Opinión
Tiempos tan felices
Esta oleada de «roussonianismo» que padecemos, nos arrastra desde hace tanto tiempo bañándonos en ella que, a fines del siglo pasado, parecía que ya llevábamos cien años de feliz atontamiento.
Ya el señor Lenin decía, por ejemplo, que la paz era cosa de clérigos, pero había que contagiar a los burgueses de esos pacíficos efluvios místicos; y también decía, que la «inteligentsia» no era, como se acostumbraba a decir reverencialmente, el cerebro de los pueblos, sino su estiércol; pero había que hacer saber a esa «inteligentsia» que sólo en el ámbito de la revolución tenía la cultura su lugar natural, y su único futuro. Y, desde luego, el señor Rousseau fue reclamado y utilizado desde el fondo de los siglos ilustrados a cantar al unísono la bondad, y la ignorancia progresada de los pueblos.

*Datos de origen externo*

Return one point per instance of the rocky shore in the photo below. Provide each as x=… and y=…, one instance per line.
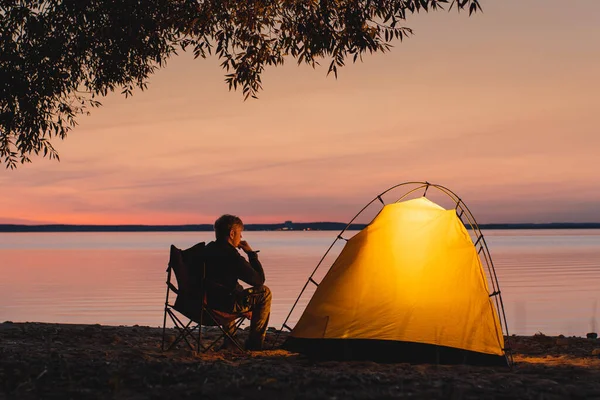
x=62, y=361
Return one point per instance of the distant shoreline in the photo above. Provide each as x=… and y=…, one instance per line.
x=288, y=226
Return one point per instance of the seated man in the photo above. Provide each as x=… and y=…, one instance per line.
x=224, y=266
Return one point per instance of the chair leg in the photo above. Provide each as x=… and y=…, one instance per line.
x=226, y=334
x=184, y=331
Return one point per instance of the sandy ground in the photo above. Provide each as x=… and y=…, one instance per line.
x=59, y=361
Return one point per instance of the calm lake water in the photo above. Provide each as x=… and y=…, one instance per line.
x=550, y=279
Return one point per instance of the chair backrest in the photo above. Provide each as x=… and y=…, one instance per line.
x=188, y=266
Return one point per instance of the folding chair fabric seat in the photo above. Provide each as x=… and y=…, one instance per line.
x=191, y=303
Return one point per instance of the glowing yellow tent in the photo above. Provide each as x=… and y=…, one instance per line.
x=410, y=286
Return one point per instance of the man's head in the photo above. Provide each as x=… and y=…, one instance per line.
x=229, y=228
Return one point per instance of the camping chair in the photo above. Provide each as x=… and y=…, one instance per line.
x=189, y=268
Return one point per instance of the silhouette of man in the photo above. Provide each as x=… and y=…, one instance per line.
x=224, y=266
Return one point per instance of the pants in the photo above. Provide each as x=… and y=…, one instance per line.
x=258, y=300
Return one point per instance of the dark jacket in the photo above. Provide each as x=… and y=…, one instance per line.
x=224, y=266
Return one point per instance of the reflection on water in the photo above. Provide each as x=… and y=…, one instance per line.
x=550, y=279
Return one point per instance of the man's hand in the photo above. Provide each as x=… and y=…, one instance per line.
x=244, y=246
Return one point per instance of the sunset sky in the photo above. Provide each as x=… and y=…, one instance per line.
x=502, y=107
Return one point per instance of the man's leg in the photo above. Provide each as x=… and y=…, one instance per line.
x=258, y=300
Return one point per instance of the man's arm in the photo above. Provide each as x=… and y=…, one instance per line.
x=250, y=272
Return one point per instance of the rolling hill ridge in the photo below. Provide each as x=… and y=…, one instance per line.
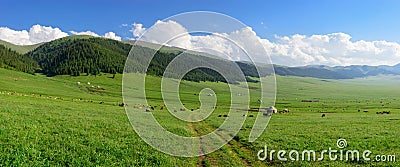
x=86, y=55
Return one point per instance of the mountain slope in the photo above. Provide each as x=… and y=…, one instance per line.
x=76, y=55
x=10, y=59
x=22, y=49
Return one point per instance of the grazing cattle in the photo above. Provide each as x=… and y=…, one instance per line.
x=272, y=109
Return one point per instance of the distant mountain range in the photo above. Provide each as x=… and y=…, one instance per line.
x=337, y=72
x=88, y=55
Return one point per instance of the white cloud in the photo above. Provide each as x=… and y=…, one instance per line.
x=295, y=50
x=36, y=34
x=85, y=33
x=138, y=29
x=112, y=35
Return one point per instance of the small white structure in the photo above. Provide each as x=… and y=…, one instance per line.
x=270, y=110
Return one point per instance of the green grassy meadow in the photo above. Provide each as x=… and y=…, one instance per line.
x=53, y=121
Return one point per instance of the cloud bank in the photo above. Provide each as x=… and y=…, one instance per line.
x=38, y=34
x=296, y=50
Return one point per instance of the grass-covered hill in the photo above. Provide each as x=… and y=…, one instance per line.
x=87, y=55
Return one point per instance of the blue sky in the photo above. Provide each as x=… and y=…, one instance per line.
x=362, y=19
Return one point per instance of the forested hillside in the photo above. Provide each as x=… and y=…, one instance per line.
x=10, y=59
x=77, y=56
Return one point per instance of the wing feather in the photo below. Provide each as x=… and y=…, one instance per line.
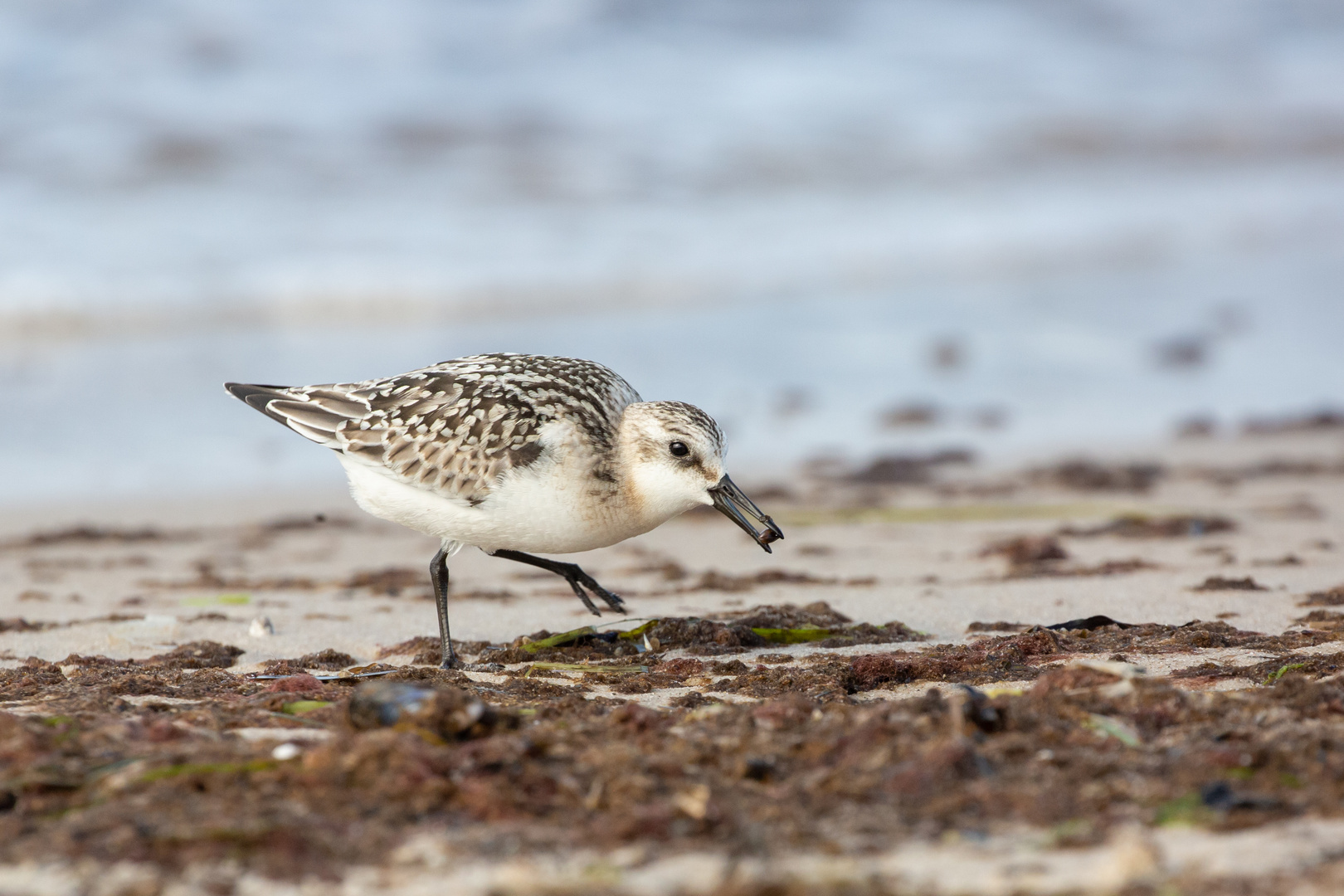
x=453, y=427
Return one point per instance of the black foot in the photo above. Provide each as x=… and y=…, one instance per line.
x=577, y=578
x=438, y=577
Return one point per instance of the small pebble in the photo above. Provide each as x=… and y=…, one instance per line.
x=285, y=751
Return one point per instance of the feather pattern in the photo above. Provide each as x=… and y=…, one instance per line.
x=455, y=427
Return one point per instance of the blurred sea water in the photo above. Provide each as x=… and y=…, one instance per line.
x=1015, y=226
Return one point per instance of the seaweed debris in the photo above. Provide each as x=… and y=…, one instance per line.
x=1142, y=525
x=1224, y=583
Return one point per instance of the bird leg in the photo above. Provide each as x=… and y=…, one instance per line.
x=438, y=577
x=577, y=578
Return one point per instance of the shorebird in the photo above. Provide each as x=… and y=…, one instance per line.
x=513, y=455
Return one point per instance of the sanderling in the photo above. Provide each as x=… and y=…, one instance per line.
x=515, y=453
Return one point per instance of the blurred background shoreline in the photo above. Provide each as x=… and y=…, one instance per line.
x=849, y=230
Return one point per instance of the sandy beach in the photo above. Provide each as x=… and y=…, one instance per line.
x=128, y=635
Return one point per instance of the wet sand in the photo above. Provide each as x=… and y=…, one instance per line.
x=747, y=744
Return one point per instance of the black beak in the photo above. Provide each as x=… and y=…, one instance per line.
x=730, y=501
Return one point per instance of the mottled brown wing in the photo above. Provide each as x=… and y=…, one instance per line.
x=453, y=427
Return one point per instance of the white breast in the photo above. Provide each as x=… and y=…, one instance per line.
x=552, y=507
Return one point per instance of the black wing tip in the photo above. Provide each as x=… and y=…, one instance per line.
x=256, y=395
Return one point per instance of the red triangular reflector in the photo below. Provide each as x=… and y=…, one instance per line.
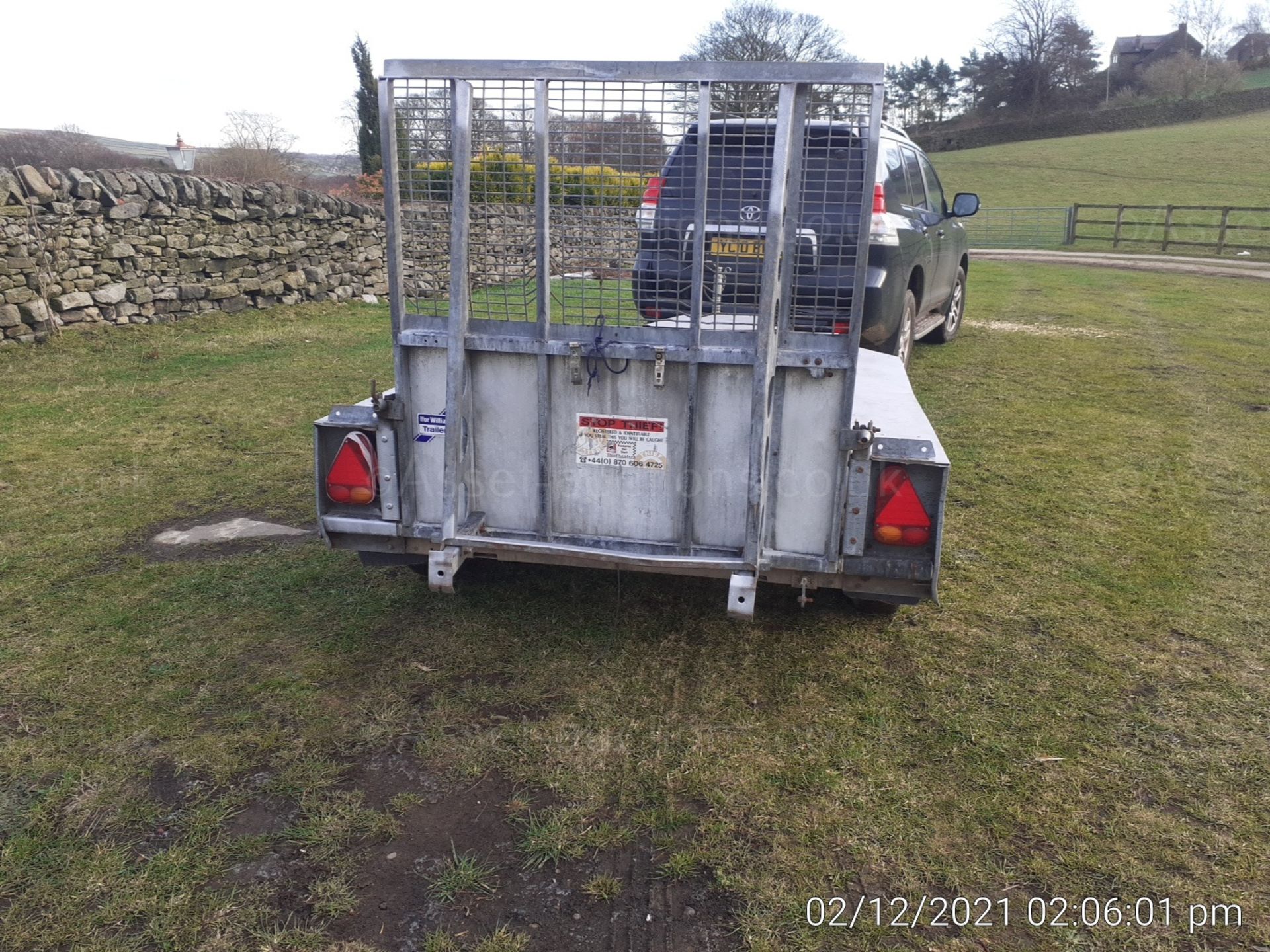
x=355, y=474
x=900, y=502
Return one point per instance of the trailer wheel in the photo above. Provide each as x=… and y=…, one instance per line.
x=901, y=343
x=952, y=314
x=868, y=606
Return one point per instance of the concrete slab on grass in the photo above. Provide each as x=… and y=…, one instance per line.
x=229, y=531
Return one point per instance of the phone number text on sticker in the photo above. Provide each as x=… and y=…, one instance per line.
x=621, y=442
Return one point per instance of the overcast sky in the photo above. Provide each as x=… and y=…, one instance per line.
x=148, y=70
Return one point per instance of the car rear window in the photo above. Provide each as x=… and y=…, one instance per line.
x=913, y=172
x=898, y=193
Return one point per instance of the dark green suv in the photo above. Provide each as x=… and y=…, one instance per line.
x=917, y=249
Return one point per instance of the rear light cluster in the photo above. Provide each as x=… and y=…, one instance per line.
x=882, y=230
x=355, y=476
x=901, y=520
x=652, y=196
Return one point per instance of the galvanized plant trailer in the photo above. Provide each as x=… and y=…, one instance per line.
x=538, y=416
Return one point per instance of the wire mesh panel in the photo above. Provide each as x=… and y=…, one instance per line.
x=622, y=207
x=423, y=113
x=833, y=177
x=609, y=143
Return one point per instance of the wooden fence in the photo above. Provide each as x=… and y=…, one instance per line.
x=1220, y=227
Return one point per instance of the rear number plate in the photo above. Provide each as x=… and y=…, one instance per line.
x=737, y=248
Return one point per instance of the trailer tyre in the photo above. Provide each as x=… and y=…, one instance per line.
x=952, y=313
x=867, y=606
x=901, y=343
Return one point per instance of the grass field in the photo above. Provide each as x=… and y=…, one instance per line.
x=190, y=748
x=1221, y=161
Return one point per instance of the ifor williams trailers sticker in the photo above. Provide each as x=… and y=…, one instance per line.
x=431, y=427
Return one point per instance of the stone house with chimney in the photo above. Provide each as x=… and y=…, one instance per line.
x=1132, y=55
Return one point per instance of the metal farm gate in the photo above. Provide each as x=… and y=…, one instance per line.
x=550, y=418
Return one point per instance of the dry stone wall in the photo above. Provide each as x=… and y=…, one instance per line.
x=91, y=249
x=97, y=249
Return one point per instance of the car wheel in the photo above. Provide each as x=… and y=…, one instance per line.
x=901, y=343
x=952, y=314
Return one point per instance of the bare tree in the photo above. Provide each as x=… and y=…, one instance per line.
x=1206, y=20
x=255, y=147
x=261, y=132
x=757, y=31
x=1029, y=36
x=760, y=31
x=1256, y=19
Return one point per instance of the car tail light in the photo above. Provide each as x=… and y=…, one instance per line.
x=882, y=229
x=901, y=520
x=353, y=477
x=652, y=196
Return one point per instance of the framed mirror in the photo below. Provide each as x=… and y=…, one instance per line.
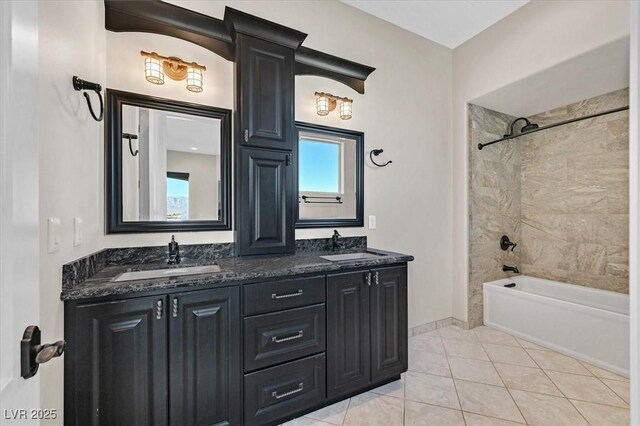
x=168, y=165
x=330, y=176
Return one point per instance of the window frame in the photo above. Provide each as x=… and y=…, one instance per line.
x=332, y=133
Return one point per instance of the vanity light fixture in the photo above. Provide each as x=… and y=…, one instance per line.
x=326, y=102
x=156, y=66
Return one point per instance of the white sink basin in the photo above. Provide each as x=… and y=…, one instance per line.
x=350, y=256
x=163, y=273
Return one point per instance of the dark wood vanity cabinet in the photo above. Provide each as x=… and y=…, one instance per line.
x=265, y=202
x=265, y=135
x=266, y=78
x=256, y=353
x=120, y=353
x=366, y=328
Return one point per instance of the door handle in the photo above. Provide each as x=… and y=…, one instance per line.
x=32, y=353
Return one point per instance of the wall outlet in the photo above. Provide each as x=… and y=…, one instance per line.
x=372, y=222
x=77, y=231
x=53, y=234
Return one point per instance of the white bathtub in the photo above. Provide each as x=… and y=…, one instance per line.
x=588, y=324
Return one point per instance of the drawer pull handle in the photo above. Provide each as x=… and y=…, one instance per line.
x=286, y=296
x=277, y=339
x=276, y=395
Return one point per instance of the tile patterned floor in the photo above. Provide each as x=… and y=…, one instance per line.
x=484, y=377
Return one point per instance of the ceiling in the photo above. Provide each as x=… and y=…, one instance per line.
x=192, y=133
x=596, y=72
x=448, y=22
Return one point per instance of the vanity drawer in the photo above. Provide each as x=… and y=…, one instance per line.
x=284, y=390
x=282, y=336
x=277, y=295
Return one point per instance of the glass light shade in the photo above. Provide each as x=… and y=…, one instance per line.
x=194, y=80
x=153, y=71
x=322, y=105
x=346, y=109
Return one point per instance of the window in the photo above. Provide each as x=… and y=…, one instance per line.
x=177, y=196
x=320, y=166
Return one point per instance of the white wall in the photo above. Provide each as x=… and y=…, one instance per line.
x=634, y=211
x=535, y=37
x=72, y=42
x=406, y=111
x=203, y=182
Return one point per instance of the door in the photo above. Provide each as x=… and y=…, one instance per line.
x=265, y=210
x=204, y=357
x=119, y=352
x=266, y=95
x=19, y=222
x=388, y=322
x=348, y=354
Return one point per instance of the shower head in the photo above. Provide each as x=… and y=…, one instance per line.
x=528, y=126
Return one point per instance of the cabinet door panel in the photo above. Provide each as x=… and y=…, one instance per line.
x=388, y=322
x=121, y=363
x=348, y=351
x=266, y=208
x=204, y=353
x=266, y=75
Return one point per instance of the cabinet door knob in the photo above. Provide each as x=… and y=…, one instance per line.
x=175, y=307
x=159, y=309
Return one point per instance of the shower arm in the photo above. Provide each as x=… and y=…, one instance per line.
x=550, y=126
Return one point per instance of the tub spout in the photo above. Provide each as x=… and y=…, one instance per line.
x=513, y=269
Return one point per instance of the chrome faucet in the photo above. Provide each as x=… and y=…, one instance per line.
x=335, y=243
x=513, y=269
x=174, y=252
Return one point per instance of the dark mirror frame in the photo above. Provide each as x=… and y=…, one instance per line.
x=115, y=99
x=358, y=221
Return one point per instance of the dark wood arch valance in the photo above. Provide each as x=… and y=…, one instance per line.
x=217, y=36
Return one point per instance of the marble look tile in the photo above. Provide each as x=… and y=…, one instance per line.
x=373, y=409
x=453, y=332
x=528, y=345
x=478, y=420
x=543, y=410
x=333, y=414
x=474, y=370
x=428, y=415
x=464, y=349
x=394, y=389
x=305, y=421
x=487, y=400
x=427, y=344
x=620, y=388
x=426, y=362
x=430, y=389
x=603, y=415
x=585, y=388
x=490, y=335
x=602, y=373
x=548, y=360
x=508, y=355
x=527, y=379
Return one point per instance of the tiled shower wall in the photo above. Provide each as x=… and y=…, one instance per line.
x=575, y=196
x=494, y=196
x=561, y=194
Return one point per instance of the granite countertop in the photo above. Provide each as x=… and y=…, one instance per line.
x=233, y=269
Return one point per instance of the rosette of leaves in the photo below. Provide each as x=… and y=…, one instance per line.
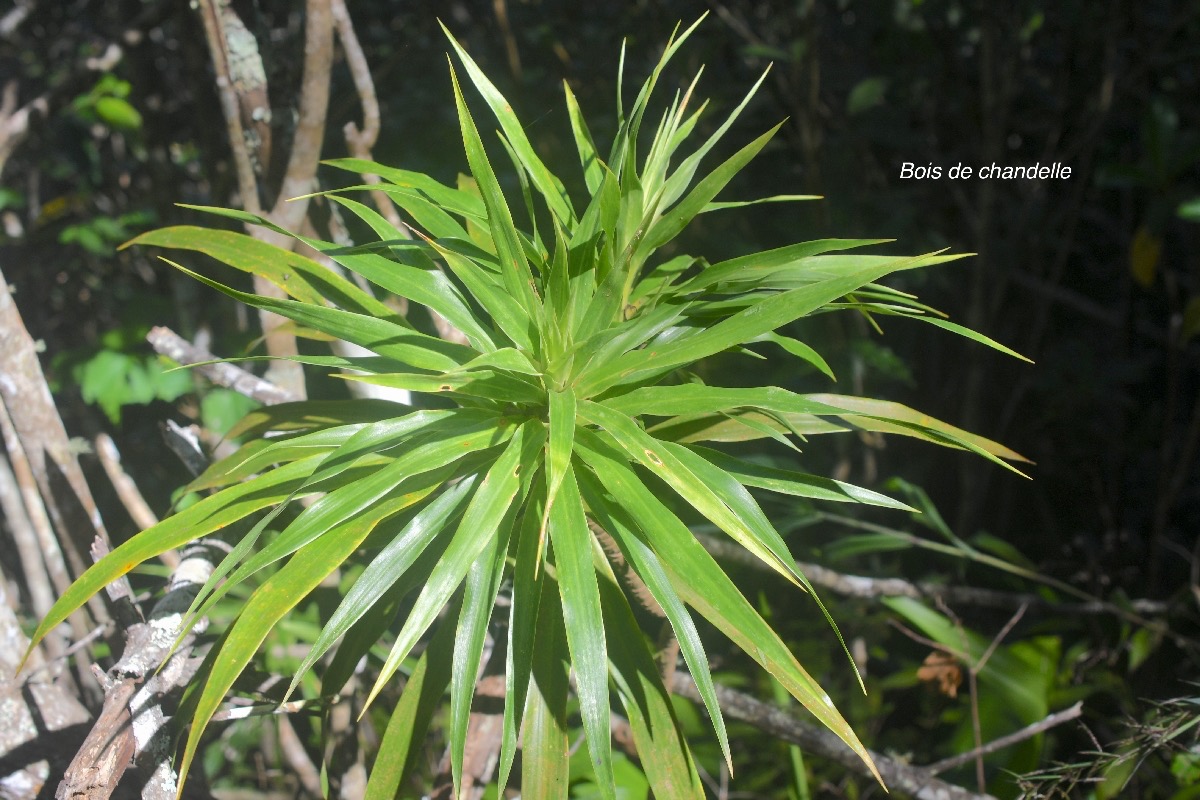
x=564, y=413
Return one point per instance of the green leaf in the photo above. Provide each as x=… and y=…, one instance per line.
x=677, y=218
x=703, y=585
x=585, y=624
x=753, y=268
x=796, y=483
x=699, y=398
x=479, y=599
x=298, y=276
x=550, y=187
x=479, y=523
x=865, y=95
x=451, y=199
x=660, y=744
x=411, y=719
x=118, y=114
x=523, y=629
x=384, y=337
x=562, y=441
x=801, y=350
x=589, y=160
x=709, y=491
x=195, y=522
x=385, y=569
x=774, y=198
x=883, y=411
x=971, y=335
x=648, y=567
x=274, y=599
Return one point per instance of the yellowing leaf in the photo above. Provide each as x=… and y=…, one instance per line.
x=1144, y=256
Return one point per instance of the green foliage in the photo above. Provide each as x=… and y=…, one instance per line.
x=574, y=400
x=107, y=103
x=101, y=235
x=118, y=374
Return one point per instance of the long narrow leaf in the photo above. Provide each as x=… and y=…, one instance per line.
x=585, y=624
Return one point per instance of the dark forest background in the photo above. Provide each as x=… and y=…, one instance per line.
x=1095, y=277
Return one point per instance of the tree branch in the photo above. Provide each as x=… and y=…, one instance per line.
x=173, y=346
x=359, y=143
x=131, y=723
x=853, y=585
x=1027, y=732
x=913, y=781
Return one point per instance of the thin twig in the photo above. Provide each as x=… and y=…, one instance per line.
x=173, y=346
x=360, y=142
x=297, y=756
x=130, y=726
x=852, y=585
x=778, y=722
x=129, y=493
x=1017, y=737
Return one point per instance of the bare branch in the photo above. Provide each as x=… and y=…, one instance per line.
x=310, y=133
x=852, y=585
x=37, y=431
x=1017, y=737
x=131, y=722
x=360, y=142
x=298, y=758
x=214, y=32
x=173, y=346
x=15, y=121
x=910, y=780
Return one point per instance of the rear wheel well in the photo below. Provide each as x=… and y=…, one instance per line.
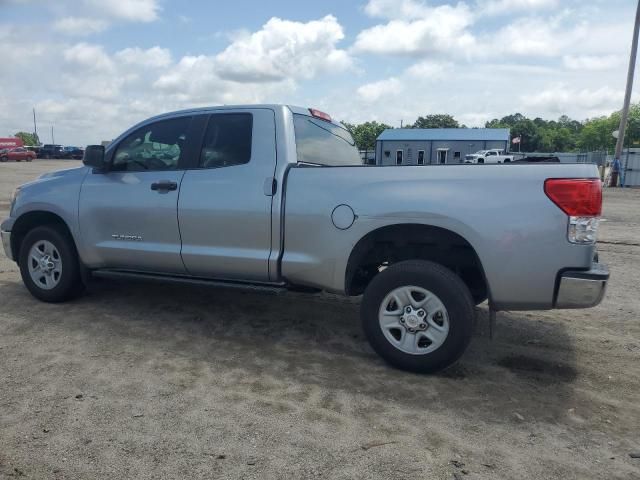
x=31, y=220
x=397, y=243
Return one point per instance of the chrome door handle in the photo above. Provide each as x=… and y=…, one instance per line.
x=164, y=185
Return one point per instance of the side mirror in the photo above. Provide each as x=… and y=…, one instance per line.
x=94, y=157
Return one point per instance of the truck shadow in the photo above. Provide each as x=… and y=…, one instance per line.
x=271, y=342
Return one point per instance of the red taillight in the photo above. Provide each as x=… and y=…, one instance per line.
x=577, y=197
x=320, y=115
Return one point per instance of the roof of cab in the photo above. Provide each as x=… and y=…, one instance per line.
x=294, y=109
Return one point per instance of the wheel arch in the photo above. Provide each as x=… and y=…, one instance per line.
x=411, y=241
x=30, y=220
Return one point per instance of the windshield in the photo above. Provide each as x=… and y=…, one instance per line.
x=322, y=143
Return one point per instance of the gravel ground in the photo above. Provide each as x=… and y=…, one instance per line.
x=161, y=381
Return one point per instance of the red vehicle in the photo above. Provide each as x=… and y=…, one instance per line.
x=18, y=154
x=10, y=142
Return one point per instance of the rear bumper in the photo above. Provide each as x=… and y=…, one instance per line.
x=582, y=289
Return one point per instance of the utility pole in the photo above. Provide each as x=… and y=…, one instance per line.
x=627, y=96
x=35, y=127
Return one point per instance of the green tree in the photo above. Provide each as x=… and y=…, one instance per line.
x=365, y=134
x=28, y=138
x=436, y=121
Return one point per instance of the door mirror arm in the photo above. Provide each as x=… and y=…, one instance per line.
x=94, y=157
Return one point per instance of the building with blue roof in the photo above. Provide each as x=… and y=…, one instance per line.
x=425, y=146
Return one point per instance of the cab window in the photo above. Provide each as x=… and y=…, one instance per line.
x=227, y=141
x=156, y=146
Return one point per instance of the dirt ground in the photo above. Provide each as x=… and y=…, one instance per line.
x=162, y=381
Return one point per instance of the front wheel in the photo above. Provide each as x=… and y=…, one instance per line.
x=49, y=265
x=418, y=316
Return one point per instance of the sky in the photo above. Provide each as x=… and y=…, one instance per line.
x=93, y=68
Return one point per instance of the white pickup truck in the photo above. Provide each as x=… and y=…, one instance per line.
x=489, y=156
x=275, y=197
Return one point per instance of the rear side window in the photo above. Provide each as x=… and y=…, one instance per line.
x=322, y=143
x=227, y=141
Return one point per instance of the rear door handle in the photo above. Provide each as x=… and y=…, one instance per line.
x=164, y=185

Mucho se conmovió ante las bondades rousseonianas casi todo el mundo; y José Cabanis dice que una tan alta dama como madame de Polignac escribía a una amiga que el filósofo tenía «un alma tan sensible, tan delicada, tan virtuosa, que hacía honor a la humanidad», y las gentes pobres y sencillas repetían algo así, o esperaban a que les tocase algo de esa inmensa bondad y entonces hablarían. Pero el mismo Rousseau no podía esperar tanto y, como no tenía ya abuela, se lamentaba de que no hubiera ningún gobierno lo suficientemente ilustrado, sabio y competente, como para levantarle una estatua como gran maestro de la humanidad.
Sus otros colegas ilustrados, por otra parte, parecían estar menos seguro de estas grandezas, y Monsieur Diderot dijo con todas las letras que Rousseau era un bandido, y el mismísimo padre de la tolerancia, Monsieur Voltaire, aseguró que ésta, la tolerancia, no era una virtud que debía ejercitarse con Rousseau, y que no solamente debían ser quemadas sus obras, sino que él mismo debía desaparecer con un castigo «capital». ¡Pobre Rousseau!
La herencia intelectual y moral de este señor ha sido siniestra para Occidente, pero se ha recibido y se sigue evocando como un encantamiento, o el papel bonito con que se envuelven los regalos, aunque sean una daga para hacerse el «harakiri».
El estalinismo se había cebado en la destrucción de sus camaradas y se había expandido por el Oriente europeo sobre todo, donde entre las víctimas estaban viejos camaradas y hasta héroes de la resistencia francesa, luchadores de la guerra civil española y primeros ministros de países comunistas totalmente confiados en el hermano mayor de la revolución. Pero todo este horror quedaba cubierto por la inundación de la retórica sobre la paz, y un eterno arco iris. Era la época del Movimiento Mundial por la Paz que, bajo la bandera de la paloma de Picasso, logró convencer a millones de ingenuos de que el mundo no podía «ser pacificado, sino con telones de acero, campos de minas y cercos de alambre», escribía Koestler. Mientras el Frente de la Paz se dirigía esencialmente a los intelectuales de la burguesía, y a la vez se desataban cientos de huelgas políticas con fines no laborales sino revolucionarios. Pero sólo se veían la paz, el talento y el encanto.
Los camaradas siberianos llamaban «defensa suprema de la vida» a la pena de muerte, y siempre llenaron de rosas y de besuqueos de niños los grandes festejos de Estado, como los camaradas pardos escuchaban a Bach en sus idílicas cabañas de la Selva Negra, y también besuqueaban niños rubitos. Exactamente como los buenos padres de familia de tiempos de la Revolución Francesa, señalaban a sus retoños, mientras con ellos jugaban en los prados, el paso de las carretas con los condenados a muerte, y las excelentes madres de familia hacían «tricotage», mientras asistían a las escenas de la guillotina, tan conmovedoras, con tantas cabezas cortadas, como pálidas y enrojecidas rosas: poética y educativa necrofilia.
Así que algo deberían hacernos reflexionar quizás parecidas estampas, y nuestros buenísimos sentimientos de ahora mismo; porque iríamos apañados, si al Minotauro que todos llevamos dentro, le ponemos solamente un valladar de florecitas.